Combining eloquent lyrics and edgy anti-lyrics, the poems in Poetry is Blood both rehearse and flout conventions of lyric poetry to speak with deep-rooted melancholy about family and tribal history, ancient walls, paintings, monuments, martyred poets, and genocidal madness. These pieces have the wide cross-stylistic reach of elegy yet fearlessly resist any redemptive rhetoric.
If I could touch his lips with words, / my fingertips would turn to gold from Horus. / He was a father and he was not, / in a time that was / and a time that wasn't.
Keith Garebian writes “I cannot forget the Golgotha we trod” and his new book length sequence of poems bears that out.
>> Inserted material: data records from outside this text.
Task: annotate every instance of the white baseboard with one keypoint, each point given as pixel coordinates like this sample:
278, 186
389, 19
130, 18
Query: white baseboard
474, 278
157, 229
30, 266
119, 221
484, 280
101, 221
Poetry is Blood is a passionate and riveting journey into Armenian genocide memory and trauma, vision, and fact. Garebian’s poems bear witness across generations, reminding us that poetic imagination makes the past urgent.
Peter Balakian
There were moments throughout where I forgot to breathe. These are deeply truthful poems.
Barry Dempster
One by one, the numberless, nameless victims of the Armenian genocide are raised from the dead in Keith Garebian’s
Poetry is Blood. Some are liberated triumphantly from systematic “seizures of autumn”; some are raised tenderly yet without false sentiment from “coffins of sunset.” And all are given—as we are given—words to speak with beyond those of “final vocabularies”; words that, a century after this most hideous example of hatred and horror, burn like “live coals on our tongues.”